The Pinguicula jimburensis grows in a swampy area. It lives alongside mosses and small shrubs, including a species of valerian discovered a few months ago. The plant measures no more than eight centimeters. It is a terrestrial herb with red leaves and purple flowers that feeds on small diptera, tiny flies that fly and fall on its leaves with the winds. The two new species catch their prey in a particular way: “They have glandular hairs on their leaves that emit a sticky liquid, so that the insects that come close to it stay stuck and die,” explains the researcher. As they decompose, the tiny flies’ exoskeletons release nitrogen, which is a necessary element for the plants’ life cycle.
Professor Pérez explains that the cinematic idea of carnivorous plants that attract brightly colored insects and snap them up to eat them is based on reality, but represents another family of carnivores. “That is how the famous Venus flytraps work. They are very different from those we have found in Ecuador.” According to the researchers, these two new species add to the “exceptional biodiversity of the area.” At the time of the discovery, only one species of Pinguicula had been documented in Ecuador. It was found by Alexander Von Humboldt in his expeditions at the beginning of the 19th century. “With these two new discoveries, it can be said that we tripled that diversity, and our country now has three carnivorous species,” says Pérez.

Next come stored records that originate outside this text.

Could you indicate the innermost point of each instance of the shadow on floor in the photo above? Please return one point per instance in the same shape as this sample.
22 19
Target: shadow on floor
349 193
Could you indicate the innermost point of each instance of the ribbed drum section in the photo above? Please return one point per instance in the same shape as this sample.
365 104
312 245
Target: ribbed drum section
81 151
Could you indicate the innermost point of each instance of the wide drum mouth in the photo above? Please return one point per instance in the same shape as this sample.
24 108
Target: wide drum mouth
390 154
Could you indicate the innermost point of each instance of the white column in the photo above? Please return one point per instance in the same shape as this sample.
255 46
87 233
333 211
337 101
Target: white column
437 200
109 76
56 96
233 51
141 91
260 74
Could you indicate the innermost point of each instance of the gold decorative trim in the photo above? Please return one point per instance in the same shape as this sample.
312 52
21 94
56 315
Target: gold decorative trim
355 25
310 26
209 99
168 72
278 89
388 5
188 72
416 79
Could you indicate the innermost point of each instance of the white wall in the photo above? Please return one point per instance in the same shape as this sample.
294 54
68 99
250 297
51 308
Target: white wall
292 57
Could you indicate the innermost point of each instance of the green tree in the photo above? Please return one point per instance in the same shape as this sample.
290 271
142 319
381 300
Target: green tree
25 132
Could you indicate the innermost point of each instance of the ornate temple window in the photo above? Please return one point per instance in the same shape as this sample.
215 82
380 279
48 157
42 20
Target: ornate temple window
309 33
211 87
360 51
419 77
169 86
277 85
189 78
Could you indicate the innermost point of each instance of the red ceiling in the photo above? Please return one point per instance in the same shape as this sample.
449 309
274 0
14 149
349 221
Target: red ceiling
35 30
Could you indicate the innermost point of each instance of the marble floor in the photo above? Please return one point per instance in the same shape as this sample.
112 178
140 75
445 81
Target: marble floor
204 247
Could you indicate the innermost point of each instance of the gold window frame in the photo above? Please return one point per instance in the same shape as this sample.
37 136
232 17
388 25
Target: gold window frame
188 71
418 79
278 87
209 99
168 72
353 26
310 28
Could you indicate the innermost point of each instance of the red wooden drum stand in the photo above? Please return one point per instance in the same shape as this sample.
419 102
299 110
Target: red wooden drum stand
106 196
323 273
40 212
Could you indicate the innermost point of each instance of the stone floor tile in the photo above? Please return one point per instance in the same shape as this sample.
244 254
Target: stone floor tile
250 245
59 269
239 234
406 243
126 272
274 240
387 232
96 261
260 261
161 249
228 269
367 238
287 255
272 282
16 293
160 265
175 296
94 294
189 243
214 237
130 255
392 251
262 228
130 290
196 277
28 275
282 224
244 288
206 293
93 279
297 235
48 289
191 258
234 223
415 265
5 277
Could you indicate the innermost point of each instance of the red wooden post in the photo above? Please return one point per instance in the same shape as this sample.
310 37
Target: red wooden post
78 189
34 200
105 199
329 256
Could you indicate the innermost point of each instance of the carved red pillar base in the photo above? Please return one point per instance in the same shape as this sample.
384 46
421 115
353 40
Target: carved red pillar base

The discovery of these two new species of Andean flora helps to recognize these high mountain ecosystems as a critical point of biodiversity. Above all, the discovery can serve to improve their conservation. “The habitat of these carnivorous plants urgently needs protection,” explains Pérez. In fact, as soon as the Pinguicula ombrophila, scientists classified it as a vulnerable species. It had just been born to science, and it was already in danger. The reasons: threats from climate change, increased temperatures in its climate and human destruction of the ecosystem. “This is how we make known the diversity of the region and the importance of caring for the forests and highlands.”